28 novembre 2015 | 14.54
LETTURA: 5 minuti

 Photo: Jens Kalaene - Infophoto - INFOPHOTO
Photo: Jens Kalaene - Infophoto - INFOPHOTO

Cucinano e si lavano con qualche difficoltà, avrebbero bisogno di aiuto per non confondere i farmaci, andare in banca, pagare le bollette e fare la spesa. Sono 10 milioni gli anziani autonomi o con qualche lieve disabilità, che non hanno bisogno di un'assistenza sanitaria specifica ma sono abbastanza fragili da non riuscire a fare tutto da soli. Non vivono in condizioni di estremo disagio, ma non possono permettersi un aiuto né tanto meno la retta di una casa di cura. Il welfare pubblico riesce sempre meno a erogare servizi per l'Italia che invecchia: la soluzione potrebbero essere nuovi modelli di assistenza. Come il 'Welfare di condominio'.

Badanti in grado di assistere, con costi ridotti, due o più anziani che abitano nello stesso stabile, cohousing per condividere abitazioni diventate troppo grandi e costose per una persona sola, portieri sociali, case comuni e care manager sono alcune delle proposte discusse dagli esperti riuniti al Congresso nazionale della Società italiana di gerontologia e geriatria (Sigg) a Napoli.
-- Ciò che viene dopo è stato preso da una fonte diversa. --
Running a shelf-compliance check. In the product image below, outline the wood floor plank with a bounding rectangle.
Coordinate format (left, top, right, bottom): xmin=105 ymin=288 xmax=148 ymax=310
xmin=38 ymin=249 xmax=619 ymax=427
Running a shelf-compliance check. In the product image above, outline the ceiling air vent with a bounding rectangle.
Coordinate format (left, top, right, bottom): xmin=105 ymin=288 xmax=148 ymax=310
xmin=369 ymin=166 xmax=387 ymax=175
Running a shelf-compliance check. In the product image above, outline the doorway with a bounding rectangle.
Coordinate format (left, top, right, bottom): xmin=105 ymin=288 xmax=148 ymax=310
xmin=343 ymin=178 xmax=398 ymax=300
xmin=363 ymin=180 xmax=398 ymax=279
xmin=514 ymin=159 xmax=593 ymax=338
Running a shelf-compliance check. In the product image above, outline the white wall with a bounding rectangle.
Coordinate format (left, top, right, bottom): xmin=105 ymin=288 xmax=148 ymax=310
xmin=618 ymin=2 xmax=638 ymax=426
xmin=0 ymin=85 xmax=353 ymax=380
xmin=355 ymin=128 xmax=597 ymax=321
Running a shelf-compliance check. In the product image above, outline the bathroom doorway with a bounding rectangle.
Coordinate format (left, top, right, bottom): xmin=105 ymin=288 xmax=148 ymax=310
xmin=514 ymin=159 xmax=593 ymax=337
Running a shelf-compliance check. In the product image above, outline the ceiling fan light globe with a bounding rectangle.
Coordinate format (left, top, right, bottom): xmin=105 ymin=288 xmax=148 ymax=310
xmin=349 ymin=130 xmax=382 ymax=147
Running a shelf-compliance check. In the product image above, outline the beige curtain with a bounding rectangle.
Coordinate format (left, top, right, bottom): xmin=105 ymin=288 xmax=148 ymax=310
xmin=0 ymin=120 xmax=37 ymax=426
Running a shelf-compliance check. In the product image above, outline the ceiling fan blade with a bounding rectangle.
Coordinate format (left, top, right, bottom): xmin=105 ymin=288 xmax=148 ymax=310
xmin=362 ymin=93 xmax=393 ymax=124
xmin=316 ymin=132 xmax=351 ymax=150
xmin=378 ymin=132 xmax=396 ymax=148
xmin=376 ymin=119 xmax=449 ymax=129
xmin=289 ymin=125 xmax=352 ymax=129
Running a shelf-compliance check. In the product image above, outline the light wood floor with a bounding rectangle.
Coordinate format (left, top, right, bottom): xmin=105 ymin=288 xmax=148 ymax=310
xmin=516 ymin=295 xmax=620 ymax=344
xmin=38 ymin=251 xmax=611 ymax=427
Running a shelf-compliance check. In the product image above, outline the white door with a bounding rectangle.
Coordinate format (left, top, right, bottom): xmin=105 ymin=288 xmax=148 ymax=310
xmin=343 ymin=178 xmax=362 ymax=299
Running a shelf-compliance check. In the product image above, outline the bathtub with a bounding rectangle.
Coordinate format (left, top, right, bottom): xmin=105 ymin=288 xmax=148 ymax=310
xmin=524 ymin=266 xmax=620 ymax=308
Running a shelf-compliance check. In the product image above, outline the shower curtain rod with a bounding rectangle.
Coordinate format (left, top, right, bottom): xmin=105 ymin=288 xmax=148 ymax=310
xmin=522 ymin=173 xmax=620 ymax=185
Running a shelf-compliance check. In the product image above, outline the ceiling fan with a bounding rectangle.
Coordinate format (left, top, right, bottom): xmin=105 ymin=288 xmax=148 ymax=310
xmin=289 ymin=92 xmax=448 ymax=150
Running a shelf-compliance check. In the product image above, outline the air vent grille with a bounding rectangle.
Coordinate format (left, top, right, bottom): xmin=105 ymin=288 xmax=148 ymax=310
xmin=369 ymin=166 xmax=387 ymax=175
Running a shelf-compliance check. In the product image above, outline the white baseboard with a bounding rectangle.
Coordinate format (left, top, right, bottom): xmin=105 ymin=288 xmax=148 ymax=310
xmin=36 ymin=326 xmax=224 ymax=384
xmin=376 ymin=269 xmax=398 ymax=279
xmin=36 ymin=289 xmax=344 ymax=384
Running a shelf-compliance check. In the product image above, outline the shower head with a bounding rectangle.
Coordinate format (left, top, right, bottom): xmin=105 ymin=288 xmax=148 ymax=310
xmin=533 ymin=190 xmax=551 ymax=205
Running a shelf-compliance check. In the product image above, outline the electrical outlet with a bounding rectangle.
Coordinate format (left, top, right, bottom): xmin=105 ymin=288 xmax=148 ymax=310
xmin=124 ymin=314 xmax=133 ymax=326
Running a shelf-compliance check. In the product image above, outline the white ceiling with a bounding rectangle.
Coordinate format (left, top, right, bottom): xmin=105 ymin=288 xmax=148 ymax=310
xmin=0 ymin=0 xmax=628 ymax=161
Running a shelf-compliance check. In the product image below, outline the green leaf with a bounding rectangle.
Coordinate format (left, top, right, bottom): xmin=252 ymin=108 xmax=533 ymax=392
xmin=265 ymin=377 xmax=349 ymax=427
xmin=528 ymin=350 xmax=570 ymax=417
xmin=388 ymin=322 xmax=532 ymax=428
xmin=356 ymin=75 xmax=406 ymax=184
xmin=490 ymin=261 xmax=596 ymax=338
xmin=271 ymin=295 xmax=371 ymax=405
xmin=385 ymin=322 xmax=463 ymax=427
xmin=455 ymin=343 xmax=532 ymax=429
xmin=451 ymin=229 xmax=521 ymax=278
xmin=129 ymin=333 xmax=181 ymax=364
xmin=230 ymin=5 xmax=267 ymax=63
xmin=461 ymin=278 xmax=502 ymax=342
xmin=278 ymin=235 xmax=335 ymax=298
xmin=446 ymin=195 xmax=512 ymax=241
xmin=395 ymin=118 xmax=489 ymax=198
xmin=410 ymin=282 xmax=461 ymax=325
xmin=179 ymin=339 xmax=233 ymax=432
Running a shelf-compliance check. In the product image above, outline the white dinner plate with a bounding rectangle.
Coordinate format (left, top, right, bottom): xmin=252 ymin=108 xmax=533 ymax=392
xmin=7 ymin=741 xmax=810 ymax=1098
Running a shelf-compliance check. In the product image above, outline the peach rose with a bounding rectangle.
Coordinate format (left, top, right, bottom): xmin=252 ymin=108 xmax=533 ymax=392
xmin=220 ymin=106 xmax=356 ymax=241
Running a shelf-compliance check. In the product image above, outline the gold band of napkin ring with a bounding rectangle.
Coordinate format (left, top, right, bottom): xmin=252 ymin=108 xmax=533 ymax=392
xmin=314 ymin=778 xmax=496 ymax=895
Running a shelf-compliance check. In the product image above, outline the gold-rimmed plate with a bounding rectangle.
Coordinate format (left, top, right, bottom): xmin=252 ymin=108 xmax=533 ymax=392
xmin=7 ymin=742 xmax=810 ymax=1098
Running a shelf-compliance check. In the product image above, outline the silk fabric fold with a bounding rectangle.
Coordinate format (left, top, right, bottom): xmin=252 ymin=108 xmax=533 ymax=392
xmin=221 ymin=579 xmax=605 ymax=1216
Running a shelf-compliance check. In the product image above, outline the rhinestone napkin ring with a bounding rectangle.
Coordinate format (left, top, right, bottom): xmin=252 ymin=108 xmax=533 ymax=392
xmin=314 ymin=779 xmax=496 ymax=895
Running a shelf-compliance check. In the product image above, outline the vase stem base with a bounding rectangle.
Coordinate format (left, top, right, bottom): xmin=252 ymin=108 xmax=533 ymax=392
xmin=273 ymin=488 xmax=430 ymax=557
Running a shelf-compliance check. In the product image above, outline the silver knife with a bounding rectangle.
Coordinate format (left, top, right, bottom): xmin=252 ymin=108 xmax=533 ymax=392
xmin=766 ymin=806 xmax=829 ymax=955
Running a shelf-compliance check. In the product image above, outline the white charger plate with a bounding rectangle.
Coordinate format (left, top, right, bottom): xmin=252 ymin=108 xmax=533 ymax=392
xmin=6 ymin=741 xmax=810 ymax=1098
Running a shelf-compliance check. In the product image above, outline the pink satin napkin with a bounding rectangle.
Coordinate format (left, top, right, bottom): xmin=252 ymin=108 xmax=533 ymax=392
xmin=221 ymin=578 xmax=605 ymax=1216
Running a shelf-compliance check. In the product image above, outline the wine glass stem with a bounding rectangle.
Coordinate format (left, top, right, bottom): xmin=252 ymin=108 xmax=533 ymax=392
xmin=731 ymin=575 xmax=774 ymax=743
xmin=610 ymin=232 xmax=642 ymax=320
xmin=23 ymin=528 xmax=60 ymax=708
Sono progetti già sperimentati con successo in 7 Regioni.

"Nel nostro Paese sono circa 6 milioni gli anziani autonomi, circa 4 mln gli over 65 con lievi difficoltà e quasi 3 milioni e mezzo i malati cronici non autosufficienti. Di questi - spiega Nicola Ferrara, presidente Sigg - appena il 2% è ricoverato in strutture sanitarie e il 5% è seguito con cure domiciliari. L’aumento dell’aspettativa di vita e la contrazione delle disponibilità economiche del Ssn hanno reso necessario non solo ridurre il numero e la durata dei ricoveri ospedalieri, e dei servizi socio-sanitari a partire dalle Rsa, già poco diffuse nel nostro Paese, ma anche sperimentare strumenti innovativi che si inseriscono all’interno di un microwelfare 'fai da te', volto a promuovere l’invecchiamento fra le mura domestiche". Un welfare fatto in casa.

"Si stima ancora - ricorda Ferrara - almeno un 20% di degenze improprie che nella maggioranza dei casi derivano dall'incapacità di rispondere a bisogni di anziani rimasti soli che non riescono a compiere piccole azioni quotidiane, ma non possono permettersi un aiuto neanche saltuario".

"Uno stato sociale che scricchiola, le esigenze socio-assistenziali degli anziani autonomi o con lievi difficoltà da una parte e le loro condizioni abitative dall’altra - osserva Roberto Bernabei, presidente di Italia Longeva - ci hanno portato a interrogarci su come migliorare l'assistenza elaborando un'idea di vecchiaia in cui la casa e il condominio possono rappresentare un luogo privilegiato dove misurare soluzioni per un invecchiamento attivo".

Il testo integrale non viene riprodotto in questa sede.